Il discorso femminista non sempre arriva alle preadolescenti, non parla abbastanza il loro linguaggio, e le conseguenze iniziano a farsi sentire. Lo dimostra l’ultimo rapporto della fondazione spagnola ANAR (Ayuda a Niños y Adolescentes en Riesgo) che rivela come la violenza di genere aumenti fra preadolescenti e adolescenti in modo preoccupante. L’età dei minori che si rivolgono alla fondazione è sempre più bassa: la media sono 15,7 anni, contro i 16,1 dell’anno precedente, e il 17,6% rientra nella fascia fra i 12 e i 14 anni. Non solo, nell’1,8% delle situazioni l’adolescente convive con il suo aggressore.

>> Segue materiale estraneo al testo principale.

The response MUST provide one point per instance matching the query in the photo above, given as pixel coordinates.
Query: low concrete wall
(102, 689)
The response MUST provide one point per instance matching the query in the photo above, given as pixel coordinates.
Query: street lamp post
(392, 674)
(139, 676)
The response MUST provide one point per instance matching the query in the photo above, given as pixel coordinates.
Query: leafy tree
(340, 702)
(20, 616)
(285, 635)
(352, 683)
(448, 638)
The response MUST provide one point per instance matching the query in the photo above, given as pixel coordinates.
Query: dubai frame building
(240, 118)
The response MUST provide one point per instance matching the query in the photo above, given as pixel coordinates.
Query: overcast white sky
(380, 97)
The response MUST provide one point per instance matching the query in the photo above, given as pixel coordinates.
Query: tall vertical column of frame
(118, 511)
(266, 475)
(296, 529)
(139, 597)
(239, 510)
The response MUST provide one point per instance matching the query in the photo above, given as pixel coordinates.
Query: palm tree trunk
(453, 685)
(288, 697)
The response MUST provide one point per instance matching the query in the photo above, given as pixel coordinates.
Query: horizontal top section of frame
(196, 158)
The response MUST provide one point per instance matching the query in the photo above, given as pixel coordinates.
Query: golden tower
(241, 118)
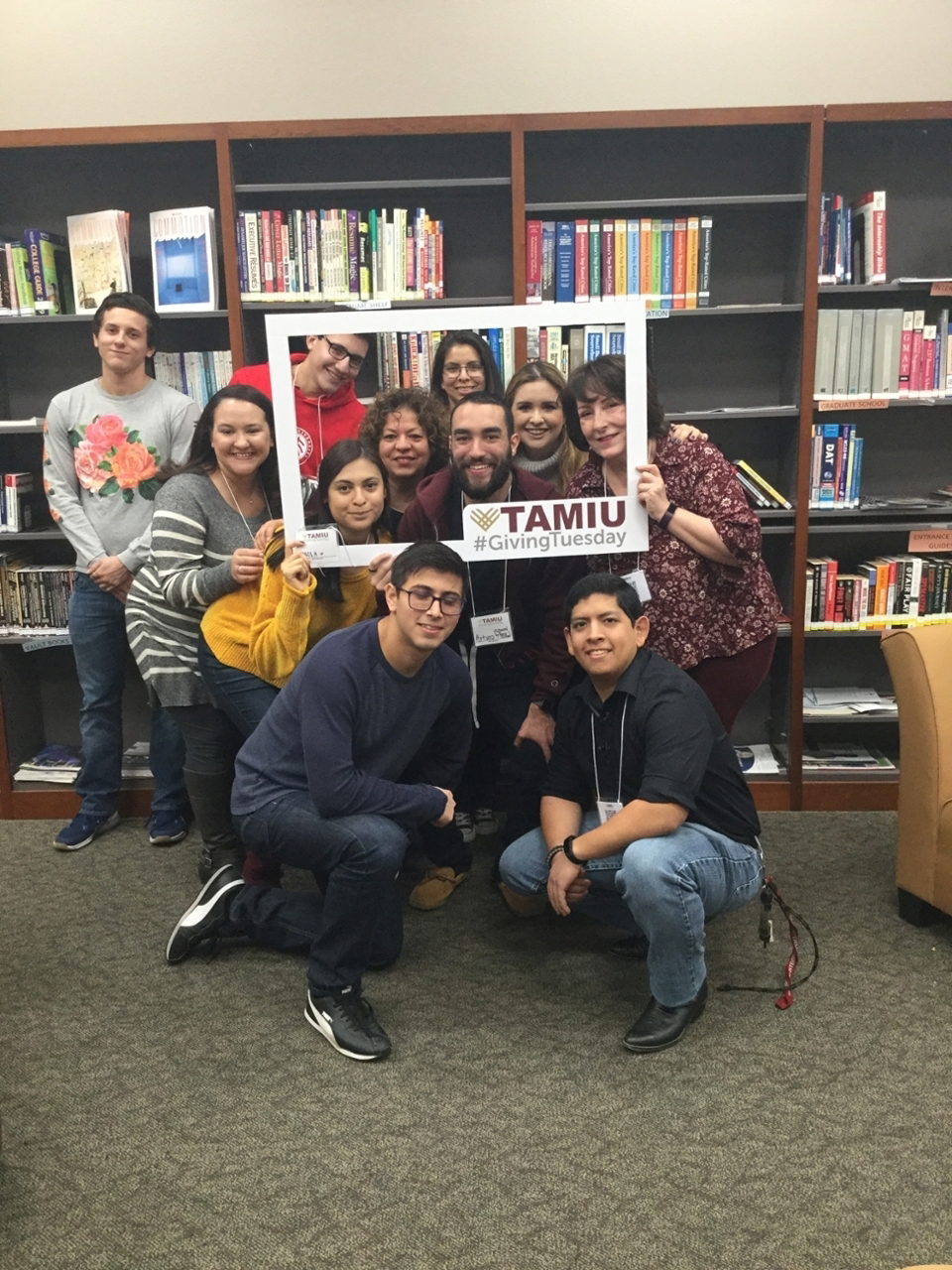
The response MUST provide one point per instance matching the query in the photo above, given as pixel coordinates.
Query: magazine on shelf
(184, 259)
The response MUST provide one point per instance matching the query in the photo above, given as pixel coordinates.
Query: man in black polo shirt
(647, 820)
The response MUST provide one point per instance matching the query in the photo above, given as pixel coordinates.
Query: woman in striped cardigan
(203, 547)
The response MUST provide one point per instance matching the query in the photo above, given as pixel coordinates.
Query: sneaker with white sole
(204, 917)
(463, 824)
(82, 828)
(485, 822)
(348, 1023)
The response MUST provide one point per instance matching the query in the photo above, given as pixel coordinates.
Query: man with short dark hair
(105, 441)
(647, 820)
(325, 402)
(366, 740)
(518, 662)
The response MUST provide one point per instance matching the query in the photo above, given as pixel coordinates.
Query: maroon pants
(729, 681)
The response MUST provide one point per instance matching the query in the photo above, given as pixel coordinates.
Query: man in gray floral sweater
(105, 441)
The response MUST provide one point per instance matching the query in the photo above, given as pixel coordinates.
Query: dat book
(184, 259)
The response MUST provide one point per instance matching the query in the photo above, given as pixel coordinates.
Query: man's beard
(500, 475)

“Io non so se la colpa è mia, se mi ama e mi odia. E la cosa peggiore è che se mi chiamasse tornerei fra le sue braccia, come faccio sempre.” “È geloso, non mi lascia uscire con le mie amiche, mi dà della puttana solo perché vado a farmi un giro. Mi ha detto che se lo denuncio mi ammazza.” “Mi insulta continuamente, mi dice che sono una zoccola, una schifosa… Io non lo so più chi sono.” “A volte devo farlo con lui perché se no si arrabbia e diventa violento.” “Io gli dico che non mi piace e lui mi risponde: dai, tranquilla, sopporta, abbiamo quasi finito.” Sono alcune testimonianze raccolte al telefono dell’associazione da ragazze di 15 e 16 anni.

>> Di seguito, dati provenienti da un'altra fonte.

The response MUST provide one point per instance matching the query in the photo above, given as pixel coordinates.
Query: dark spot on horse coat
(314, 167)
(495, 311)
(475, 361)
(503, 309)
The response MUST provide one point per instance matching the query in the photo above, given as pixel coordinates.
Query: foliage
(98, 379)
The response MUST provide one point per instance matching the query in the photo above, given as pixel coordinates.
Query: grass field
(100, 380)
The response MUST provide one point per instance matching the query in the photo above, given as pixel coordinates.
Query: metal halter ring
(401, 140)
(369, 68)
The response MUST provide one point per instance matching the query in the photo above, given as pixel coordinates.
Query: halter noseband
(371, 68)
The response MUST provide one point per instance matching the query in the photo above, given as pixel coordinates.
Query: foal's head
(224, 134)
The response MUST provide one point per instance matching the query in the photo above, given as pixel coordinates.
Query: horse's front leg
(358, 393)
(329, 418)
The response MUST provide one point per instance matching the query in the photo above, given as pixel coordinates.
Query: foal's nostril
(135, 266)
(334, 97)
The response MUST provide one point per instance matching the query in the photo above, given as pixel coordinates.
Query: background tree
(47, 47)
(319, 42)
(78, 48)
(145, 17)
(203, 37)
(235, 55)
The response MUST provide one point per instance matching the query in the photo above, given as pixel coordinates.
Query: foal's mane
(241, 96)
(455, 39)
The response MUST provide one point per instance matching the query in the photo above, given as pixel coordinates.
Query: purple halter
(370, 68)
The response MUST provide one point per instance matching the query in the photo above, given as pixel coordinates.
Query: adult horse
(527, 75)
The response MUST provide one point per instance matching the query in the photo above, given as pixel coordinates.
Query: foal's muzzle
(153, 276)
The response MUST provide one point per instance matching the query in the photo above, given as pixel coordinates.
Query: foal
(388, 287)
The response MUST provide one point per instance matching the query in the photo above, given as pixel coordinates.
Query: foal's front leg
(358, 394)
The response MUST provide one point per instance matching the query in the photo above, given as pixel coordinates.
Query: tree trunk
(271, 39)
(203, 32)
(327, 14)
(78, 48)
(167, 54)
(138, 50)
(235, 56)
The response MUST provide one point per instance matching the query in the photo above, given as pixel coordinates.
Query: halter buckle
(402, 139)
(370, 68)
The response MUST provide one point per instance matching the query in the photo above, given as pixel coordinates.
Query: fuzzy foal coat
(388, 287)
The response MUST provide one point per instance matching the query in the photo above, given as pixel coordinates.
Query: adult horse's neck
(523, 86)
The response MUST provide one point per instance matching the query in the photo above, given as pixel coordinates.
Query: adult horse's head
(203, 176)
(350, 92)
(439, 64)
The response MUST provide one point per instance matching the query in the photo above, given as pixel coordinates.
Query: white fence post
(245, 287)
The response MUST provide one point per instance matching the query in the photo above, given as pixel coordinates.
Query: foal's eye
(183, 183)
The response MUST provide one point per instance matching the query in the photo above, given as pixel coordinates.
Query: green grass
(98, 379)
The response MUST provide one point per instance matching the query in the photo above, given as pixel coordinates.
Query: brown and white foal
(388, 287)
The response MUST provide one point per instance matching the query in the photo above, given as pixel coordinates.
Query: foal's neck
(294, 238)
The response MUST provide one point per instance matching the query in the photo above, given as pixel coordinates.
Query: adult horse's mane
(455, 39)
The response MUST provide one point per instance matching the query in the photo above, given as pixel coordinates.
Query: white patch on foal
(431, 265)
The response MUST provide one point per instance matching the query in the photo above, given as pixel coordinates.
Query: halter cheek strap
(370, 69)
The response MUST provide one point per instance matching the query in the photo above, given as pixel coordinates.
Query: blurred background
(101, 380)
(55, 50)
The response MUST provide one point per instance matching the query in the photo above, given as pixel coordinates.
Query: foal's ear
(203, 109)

Messaggi di WhatsApp dai toni sempre più violenti e minacciosi, l’obbligo di condividere la propria posizione in ogni momento, il controllo esercitato sul cellulare, la richiesta di fotografie intime come prova d’amore… Nel 67,5% dei casi le aggressioni avvengono per mano del fidanzato, nel 32,5 di un ex fidanzato. A quell’età le nuove tecnologie giocano ovviamente un ruolo rilevante, ma per il resto le dinamiche non cambiano.  Se non fosse che nel 39,3% dei casi l’aggressore ha meno di 18 anni e in due casi su dieci le vittime hanno fra i 12 e i 14 anni.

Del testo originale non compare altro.